In the case of the set depth of cut, the surface of a 40mm square, 1mm thick alumina flat plate can be uniformly cut with a single stroke of 0.005 to 0.01mm, and the entire surface can be cut uniformly with a radius of 6μm.
We have succeeded in mass production processing with maximum surface roughness and flatness within 2μm. Also, JP-A-60-
When compared with the superimposed vibration machining of ultrasonic vibration and low frequency vibration shown in Publication No. 44258, the cutting resistance could be drastically reduced to 1/5 of that.

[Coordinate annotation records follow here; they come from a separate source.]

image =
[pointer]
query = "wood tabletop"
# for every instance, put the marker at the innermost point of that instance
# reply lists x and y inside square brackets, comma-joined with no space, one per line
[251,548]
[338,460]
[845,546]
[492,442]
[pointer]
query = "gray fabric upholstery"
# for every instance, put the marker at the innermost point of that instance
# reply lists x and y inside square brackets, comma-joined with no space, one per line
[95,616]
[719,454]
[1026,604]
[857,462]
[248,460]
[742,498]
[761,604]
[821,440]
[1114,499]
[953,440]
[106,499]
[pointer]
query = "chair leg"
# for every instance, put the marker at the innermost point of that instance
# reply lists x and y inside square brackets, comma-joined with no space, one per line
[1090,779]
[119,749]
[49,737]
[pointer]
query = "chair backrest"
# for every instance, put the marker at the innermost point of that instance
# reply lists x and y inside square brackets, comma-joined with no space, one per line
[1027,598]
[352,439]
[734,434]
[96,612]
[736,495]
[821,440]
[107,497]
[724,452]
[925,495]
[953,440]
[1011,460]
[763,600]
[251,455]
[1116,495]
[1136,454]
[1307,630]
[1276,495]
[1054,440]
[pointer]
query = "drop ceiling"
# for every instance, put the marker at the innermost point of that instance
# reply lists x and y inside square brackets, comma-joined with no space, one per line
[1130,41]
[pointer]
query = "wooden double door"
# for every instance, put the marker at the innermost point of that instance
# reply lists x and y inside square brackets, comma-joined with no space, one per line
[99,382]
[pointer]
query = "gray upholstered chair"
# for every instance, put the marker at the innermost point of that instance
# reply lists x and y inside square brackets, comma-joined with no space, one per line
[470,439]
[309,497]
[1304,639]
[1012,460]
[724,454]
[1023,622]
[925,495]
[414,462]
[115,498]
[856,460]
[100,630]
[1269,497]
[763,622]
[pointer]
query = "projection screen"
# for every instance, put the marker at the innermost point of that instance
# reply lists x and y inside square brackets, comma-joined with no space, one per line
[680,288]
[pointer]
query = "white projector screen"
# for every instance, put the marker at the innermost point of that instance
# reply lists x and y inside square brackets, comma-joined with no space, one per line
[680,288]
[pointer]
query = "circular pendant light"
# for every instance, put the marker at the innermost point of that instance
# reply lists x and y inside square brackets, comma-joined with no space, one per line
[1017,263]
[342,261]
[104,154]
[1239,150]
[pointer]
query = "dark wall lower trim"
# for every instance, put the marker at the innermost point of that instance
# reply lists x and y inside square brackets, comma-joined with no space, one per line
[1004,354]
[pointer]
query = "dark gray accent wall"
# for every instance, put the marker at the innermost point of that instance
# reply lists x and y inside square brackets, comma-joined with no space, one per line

[Brief explanation of drawings]

The figure is a front view of one embodiment of the present invention. 3...Ceramics, 15...Low frequency vibration, 1
6... Ultrasonic vibration, 1... Vibrator, 13... Diamond tool, 8... Electric-hydraulic vibration drive device.

Claims (1)

[Claims] 1 In a vibration cutting method in which a workpiece is machined by applying superimposed vibrations of ultrasonic vibration and low-frequency vibration to a tool, ceramics are subjected to longitudinal ultrasonic vibration, and a diamond tool is subjected to ultrasonic frequency f, amplitude a, and low frequency vibration. Frequency frequency F
A method for precision vibratory plane cutting of ceramics, in which the ceramics are vibrated in the cutting direction with an amplitude of A and cutting is performed at a cutting speed of V<2πAF, and the ceramics are cut by applying an intermittent pulse cutting force waveform to the ceramics.